Applications that process blockchain data usually index and store the information which is easiest to obtain, and when they want to combine of these different data sources (such as comparing voting frequency of wallets against those wallets’ balances), they combine already indexed datasets. This is faster, but limits the complexity of the combination.
More complex data applications such as Chainalysis’s perform some degree of multi-step indexing, allowing them to retrieve during index time, so they can treat their datasets as graph data (meaning the indexer can follow trails at index time).
The Squidsway tool takes this a couple of steps further with what I’ll call 'compiled and ‘curated’ data.
compiled data is just data that has been indexed and combined through multi-step context-aware indexing.
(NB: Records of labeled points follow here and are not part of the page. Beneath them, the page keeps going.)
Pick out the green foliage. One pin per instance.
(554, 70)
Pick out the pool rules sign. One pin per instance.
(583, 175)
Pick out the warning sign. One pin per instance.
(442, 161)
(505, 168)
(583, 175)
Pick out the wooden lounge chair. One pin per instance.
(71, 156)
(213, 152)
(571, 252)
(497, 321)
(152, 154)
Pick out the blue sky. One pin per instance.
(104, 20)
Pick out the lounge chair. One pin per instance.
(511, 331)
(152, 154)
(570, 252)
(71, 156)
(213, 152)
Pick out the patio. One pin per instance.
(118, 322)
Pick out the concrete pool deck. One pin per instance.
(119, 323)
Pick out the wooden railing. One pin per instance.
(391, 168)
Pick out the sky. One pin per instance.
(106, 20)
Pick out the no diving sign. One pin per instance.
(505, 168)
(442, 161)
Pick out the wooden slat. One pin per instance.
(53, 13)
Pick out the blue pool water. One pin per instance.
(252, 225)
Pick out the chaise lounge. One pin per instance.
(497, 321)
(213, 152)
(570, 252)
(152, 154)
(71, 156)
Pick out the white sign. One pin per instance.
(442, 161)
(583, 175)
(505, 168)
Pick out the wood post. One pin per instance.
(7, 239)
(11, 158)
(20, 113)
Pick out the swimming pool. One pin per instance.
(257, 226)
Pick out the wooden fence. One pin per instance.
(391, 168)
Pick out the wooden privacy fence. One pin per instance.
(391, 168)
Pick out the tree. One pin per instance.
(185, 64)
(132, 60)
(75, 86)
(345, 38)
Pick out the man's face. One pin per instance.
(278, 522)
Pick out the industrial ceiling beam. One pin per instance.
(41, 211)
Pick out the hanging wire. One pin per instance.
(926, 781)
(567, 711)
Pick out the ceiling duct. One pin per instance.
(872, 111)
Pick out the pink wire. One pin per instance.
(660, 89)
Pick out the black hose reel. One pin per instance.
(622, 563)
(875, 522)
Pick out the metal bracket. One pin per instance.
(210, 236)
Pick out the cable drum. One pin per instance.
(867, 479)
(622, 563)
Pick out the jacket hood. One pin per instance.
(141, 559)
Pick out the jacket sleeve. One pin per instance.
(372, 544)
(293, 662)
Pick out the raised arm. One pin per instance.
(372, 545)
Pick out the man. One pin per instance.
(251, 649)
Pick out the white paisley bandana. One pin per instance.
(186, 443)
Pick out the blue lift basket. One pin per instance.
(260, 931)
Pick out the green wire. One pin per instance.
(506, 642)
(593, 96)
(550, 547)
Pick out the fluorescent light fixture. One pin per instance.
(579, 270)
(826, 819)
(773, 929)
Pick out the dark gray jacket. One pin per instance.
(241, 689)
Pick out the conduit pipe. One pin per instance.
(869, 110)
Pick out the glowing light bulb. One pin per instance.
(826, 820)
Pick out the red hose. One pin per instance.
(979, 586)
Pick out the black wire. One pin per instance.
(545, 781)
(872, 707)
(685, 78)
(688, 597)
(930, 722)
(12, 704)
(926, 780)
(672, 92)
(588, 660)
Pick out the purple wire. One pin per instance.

It could be, for example, “average conviction” for each account (across the accounts’ lifetimes), or “voted on with higher/ lower/ usual conviction” for each proposal.
curated data uses tags for fast reindexing of commonly used conclusions - for example, accounts could be tagged with categories from “whale” to “shrimp” despite the fact that account balances change over time.
In addition to these, the third and most powerful kind of rich data the Squidsway tool will index is
offchain data
Since the tool will reindex multiple times, there is less need for its data sources to be fast.
This opens up the possibility to make use of (API-based) web data and, at a higher processing cost, scraped web data and LLM outputs.
For example, the tool will ingest discussions from Polkassembly/ Subsquare / Polkadot forum and process the natural language in discussions there in order to generate tags for sentiment, contentiousness, compliance with each norm, etc.
I hope that this particular feature will help proposers avoid creating proposals that fail for predictable reasons, and create a healthier environment in online governance discussions in general.